En nous comptant l'histoire de deux soldats dont la mission est de parcourir 15 kilomètres à pied pour empêcher un massacre, Sam Mendes revient avec un film ou la caméra se fait virtuose. Son choix de ne dérouler qu'un ersatz de plans séquences peut porter à débat mais il faut avouer que le procédé nous plonge dès les premières secondes dans cette guerre et cette randonnée désespérée grâce à ce parti pris de ne jamais s'éloigner de nos deux amis.
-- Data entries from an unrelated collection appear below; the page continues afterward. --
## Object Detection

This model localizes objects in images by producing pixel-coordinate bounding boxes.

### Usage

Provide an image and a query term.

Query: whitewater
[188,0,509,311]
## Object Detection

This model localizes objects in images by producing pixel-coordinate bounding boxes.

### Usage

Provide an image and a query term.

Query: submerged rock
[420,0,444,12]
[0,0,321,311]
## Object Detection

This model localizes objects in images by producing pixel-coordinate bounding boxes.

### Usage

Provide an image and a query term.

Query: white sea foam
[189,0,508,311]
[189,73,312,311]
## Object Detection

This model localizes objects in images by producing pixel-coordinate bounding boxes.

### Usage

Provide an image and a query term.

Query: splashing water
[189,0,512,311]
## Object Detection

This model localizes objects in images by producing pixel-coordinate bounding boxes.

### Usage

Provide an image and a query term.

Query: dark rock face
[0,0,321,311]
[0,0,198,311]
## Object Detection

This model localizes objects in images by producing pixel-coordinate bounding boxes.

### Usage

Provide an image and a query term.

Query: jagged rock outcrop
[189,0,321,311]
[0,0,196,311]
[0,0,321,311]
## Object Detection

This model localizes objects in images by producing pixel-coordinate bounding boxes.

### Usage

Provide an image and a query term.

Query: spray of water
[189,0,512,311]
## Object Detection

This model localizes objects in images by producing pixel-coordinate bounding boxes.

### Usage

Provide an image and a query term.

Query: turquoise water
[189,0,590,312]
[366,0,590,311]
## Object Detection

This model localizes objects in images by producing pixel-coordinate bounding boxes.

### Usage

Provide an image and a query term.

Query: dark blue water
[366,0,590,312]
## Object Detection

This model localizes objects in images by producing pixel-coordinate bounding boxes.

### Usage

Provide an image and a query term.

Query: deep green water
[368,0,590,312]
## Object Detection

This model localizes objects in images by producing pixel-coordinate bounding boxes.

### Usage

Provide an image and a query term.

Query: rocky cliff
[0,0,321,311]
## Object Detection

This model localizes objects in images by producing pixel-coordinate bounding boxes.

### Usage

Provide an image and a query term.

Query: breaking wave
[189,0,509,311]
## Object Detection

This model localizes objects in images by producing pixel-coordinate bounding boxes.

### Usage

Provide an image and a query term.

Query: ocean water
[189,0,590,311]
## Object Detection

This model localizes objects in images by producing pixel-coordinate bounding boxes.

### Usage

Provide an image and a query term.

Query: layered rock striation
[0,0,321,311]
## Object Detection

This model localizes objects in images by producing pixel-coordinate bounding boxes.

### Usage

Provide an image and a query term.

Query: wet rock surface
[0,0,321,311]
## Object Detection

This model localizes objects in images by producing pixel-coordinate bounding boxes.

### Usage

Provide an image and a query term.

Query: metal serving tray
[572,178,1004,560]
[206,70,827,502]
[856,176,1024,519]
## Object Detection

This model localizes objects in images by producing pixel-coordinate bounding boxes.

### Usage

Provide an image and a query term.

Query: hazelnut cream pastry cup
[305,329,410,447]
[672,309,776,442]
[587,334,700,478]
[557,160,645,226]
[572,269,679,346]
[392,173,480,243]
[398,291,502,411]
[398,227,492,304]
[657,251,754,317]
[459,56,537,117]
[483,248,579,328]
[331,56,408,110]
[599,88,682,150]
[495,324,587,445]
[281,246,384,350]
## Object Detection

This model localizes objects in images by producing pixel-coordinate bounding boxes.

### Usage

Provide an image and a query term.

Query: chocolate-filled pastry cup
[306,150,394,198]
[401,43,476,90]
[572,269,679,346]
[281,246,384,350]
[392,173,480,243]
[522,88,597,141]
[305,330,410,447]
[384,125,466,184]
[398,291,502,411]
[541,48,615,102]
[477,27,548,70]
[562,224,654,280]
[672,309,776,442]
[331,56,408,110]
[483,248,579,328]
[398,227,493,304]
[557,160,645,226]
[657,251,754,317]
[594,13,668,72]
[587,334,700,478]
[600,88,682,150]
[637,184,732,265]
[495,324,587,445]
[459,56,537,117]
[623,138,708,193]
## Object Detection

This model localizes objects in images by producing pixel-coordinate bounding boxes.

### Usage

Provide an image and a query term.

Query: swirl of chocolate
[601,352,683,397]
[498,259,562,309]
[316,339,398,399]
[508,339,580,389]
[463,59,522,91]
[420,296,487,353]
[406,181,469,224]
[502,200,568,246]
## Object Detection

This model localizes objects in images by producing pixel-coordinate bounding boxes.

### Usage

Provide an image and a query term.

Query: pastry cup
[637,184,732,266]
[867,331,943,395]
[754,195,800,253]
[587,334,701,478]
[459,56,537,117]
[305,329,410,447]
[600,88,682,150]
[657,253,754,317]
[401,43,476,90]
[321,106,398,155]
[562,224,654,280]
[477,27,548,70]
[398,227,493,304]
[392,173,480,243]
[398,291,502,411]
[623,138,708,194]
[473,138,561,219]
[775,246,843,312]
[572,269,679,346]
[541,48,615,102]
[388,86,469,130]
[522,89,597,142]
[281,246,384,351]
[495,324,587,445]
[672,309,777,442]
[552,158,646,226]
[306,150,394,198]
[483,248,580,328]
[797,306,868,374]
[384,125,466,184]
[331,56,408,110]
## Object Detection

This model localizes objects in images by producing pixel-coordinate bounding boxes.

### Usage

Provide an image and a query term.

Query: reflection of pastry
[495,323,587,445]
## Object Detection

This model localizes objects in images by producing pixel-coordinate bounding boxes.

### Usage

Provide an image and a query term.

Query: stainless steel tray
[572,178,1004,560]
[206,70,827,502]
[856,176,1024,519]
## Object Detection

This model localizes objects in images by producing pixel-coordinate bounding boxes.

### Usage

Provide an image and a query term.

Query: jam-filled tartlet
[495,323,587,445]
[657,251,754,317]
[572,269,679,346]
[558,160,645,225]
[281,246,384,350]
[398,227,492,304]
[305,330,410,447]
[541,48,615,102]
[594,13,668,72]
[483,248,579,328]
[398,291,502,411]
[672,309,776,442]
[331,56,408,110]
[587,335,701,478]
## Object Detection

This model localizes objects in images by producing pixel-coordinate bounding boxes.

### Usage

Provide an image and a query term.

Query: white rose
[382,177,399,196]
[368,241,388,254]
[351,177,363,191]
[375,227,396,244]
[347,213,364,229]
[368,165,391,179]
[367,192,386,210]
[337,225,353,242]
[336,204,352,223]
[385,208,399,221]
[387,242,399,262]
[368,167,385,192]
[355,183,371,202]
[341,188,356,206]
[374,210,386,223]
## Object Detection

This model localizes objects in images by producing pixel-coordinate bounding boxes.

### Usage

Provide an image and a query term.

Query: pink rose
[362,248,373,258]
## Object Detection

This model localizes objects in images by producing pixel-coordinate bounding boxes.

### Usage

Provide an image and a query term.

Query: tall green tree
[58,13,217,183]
La première image n'est qu'un repos éloigné du front, face à un champ, et on découvre, à mesure qu'ils s'enfoncent dans les tranchées, ce contexte historique qui se déploie autour d'eux. Détachés de tout, calme avant la tempête, ils s'inscrivent progressivement dans le contexte qui les entoure. C'est cette introduction qui m'a réellement bluffée, me rappelant à quel point la maîtrise de ce plan si complexe du cinéma, lorsqu'il est utilisé avec justesse, peut véritablement nous subjuguer et nous épargner de longs discours.
Bien sûr, à mesure que nos deux soldats arpentent ce chemin de croix, on finit irrémédiablement par se dire que quelque chose cloche. Un si long plan séquence parait d'abord impossible et le devient tout simplement quand l'orchestration de l'action s'avère bien trop démesurée pour être l'oeuvre d'un seul homme. Le numérique s'est invité dans le film sans qu'on y prenne gare et on se demande si Sam Mendes ne nous aurait pas un peu trompé. Est ce qu'un film présenté comme un unique plan séquence alors que ce n'en est pas un mérite autant d'honneurs ? Mais finalement, note-t-on la technique ou le ressenti ? S'est-on insurgé jusque là que la prouesse technique et l'évolution des effets spéciaux soient des mensonges ?
Pas vraiment en fait. On pourrait être déçu par le fait que la technique soit un cache-misère mais lorsque celle-ci se met au service du fond, y a t'il vraiment débat ?
Parce que question ressenti, 1917 est juste dans son intégralité. Cette fuite en avant, cette traversée nous offre un patchwork morbide et désenchanté à travers les yeux des soldats Schofield et Blake. Grâce à ce mouvement perpétuel qui évoque tout autant le danger permanent que la limite physique de leur champ de vision, on se retrouve pris au piège de leurs émotions et de leurs découvertes. On est plongé dans ce conflit sans jamais décoller de leur perspective et pourtant, par les rencontres qui jalonnent leur marche, on finit par avoir une vision presque complète de l'horreur, de la peur, de la tristesse, de la résignation et du désespoir, voir de l'humanité et de l'espoir parfois qui essayent de se frayer un chemin et de subsister derrière la lueur d'une bougie. Même s'il est techniquement falsifié, sans jamais prendre le parti de crier haut et fort ce que nous savons tous déjà, à savoir que la guerre, c'est pas beau, 1917 montre ses conséquences immédiates sans jamais détourner les yeux.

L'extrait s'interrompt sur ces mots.